They are sometimes seen as Bergera koenigii but this is not an accepted name.
Originally from India they are commonly seen in Brisbane.
Known as the Curry leaf tree because of the spicy flavour of the leaves.
They are seen as shrubs 2 to 3 m high or trees up to 6 m with a thick crown.
The dark green or blackish-brown bark has lenticels (small, raised dots).
The small branches have short hairs.
The long, alternate, pinnate leaves are 10 – 30 cm long.
The petiole is 2 to 3 cm long and the leaf midrib is covered in simple hairs.
The 13 to 21 (11 – 25) leaflets are alternately to sub-oppositely arranged.
The 0.5 cm long petiolules are reddish.
Leaflets, 2 to 5 or 6 cm long by 1 – 2 cm wide, are ovate to rhombic (diamond-shaped).
The tip tapers to a point and the base is oblique (asymmetric).
The soft, herbaceous leaflets have a slightly toothed edge.
Inflorescences are hairy, branched, terminal clusters of up to 90 flowers.

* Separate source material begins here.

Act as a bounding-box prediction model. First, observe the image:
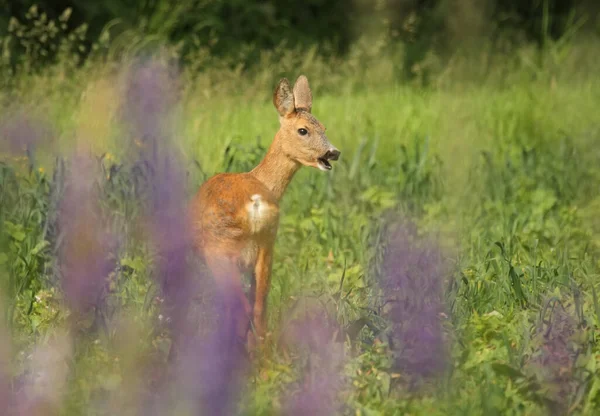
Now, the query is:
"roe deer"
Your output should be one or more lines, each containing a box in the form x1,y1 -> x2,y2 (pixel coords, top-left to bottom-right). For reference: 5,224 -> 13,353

The bisexual, funnel-shaped flowers are on stalks about 1 cm long.
The 5 triangular sepals, with their bases fused, are covered in hairs.

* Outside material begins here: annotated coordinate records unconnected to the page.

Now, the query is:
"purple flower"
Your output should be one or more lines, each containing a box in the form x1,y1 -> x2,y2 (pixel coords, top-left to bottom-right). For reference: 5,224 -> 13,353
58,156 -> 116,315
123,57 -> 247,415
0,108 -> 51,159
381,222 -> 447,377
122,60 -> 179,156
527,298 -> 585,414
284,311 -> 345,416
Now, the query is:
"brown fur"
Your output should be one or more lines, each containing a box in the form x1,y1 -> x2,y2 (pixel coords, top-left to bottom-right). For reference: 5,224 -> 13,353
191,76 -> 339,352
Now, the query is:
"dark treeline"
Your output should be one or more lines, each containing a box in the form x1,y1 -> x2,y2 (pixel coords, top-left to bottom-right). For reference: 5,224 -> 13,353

The 5 petals are white with green glands outside.
They mainly flower in spring but some can often be found most of the year.
There are 10 stamens – with half 4 mm long and the other half 5 or 6 mm long.
The small anthers are dorsifixed.
The superior ovary is 5 or 6 mm long with a short style and a sticky stigma.
The round to oval fruit are about 1.5 cm long.
They ripen from a yellow-green to red then purplish-black.
The blue pulp has 1 (2) dark green seed/s about 1 cm long.